There are two concerts with choirs: one tomorrow in Rijswijk with Cantemus cum Corde, and also one at the end of the month with Quattro Stagioni.  The Zoetermeers Mannenkoor have a choir festival on the 14th October — this time it is a home match in Zoetermeer.

The day before, I will play at St. Stephen Walbrook in London.  Last year there was a problem with the trains and I finally arrived at the church ten minutes after the concert was due to begin!  I am praying that this year that all will go well, but I shall travel armed with a plan B (and a plan C!!).

Last Saturday was the Tilburg Pen Show, and after not being able to go for several years it was a date that I guarded jealously.  One of the most enjoyable things about a pen show is the opportunity to meet up with other pen enthusiasts and discuss fountain pens, but it is also a place to discover unexpected treasures or purchase pens at special discounts.  The picture shows the pens that I came home with: a Pelikan 140 piston filler with a ‘manifold’ nib (used for making carbon copies); a Penol pen (a Danish maker who made pens for Parker but later branched out on their own); a Wahl-Eversharp lever filler with a flexible nib (and a really gorgeous green striated finish); and last but not least, a Delta Sea Wood pen with a fusion nib.  I shall certainly enjoy writing with these lovely pens!
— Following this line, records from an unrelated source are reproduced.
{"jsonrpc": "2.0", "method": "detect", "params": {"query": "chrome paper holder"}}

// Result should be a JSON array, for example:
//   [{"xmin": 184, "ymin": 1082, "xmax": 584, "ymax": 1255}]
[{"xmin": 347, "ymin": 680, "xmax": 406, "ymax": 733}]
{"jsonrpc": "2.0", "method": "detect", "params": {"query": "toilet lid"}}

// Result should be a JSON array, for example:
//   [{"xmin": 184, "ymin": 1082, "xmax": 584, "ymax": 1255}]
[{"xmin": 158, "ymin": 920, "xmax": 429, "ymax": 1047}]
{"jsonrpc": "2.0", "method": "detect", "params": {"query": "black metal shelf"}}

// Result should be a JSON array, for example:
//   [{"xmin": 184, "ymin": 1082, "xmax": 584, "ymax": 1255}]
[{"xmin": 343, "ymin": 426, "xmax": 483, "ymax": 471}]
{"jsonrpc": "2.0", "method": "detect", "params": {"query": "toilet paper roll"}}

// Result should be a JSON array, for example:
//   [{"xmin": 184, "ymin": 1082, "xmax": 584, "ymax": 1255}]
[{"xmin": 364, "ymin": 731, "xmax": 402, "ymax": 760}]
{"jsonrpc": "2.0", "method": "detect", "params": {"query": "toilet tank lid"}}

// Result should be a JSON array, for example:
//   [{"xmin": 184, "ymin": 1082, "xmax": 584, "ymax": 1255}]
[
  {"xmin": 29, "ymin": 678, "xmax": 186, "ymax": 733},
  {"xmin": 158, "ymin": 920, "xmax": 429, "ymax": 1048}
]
A few days ago I had to play on a historic instrument: an organ from 1833.  As far as organs go that’s not particularly old but the older an instrument is, the more uncomfortable it can be to play because of the non-standard interface.  This instrument had a pedalboard with about half the usual notes on it but spread out over the same width as normal.  This means that no single note is where you expect it to be, and this makes playing the correct notes very draining on the concentration.  This is the second time that I have come across such a pedalboard in the Netherlands.  There was also a very nice concert grand Bechstein in the church, which I also played.

The weather has taken a cold turn and this week will probably be the last in which I can cycle without wearing gloves.  Dusk is falling earlier and earlier and I realise why this is my favourite season of the year.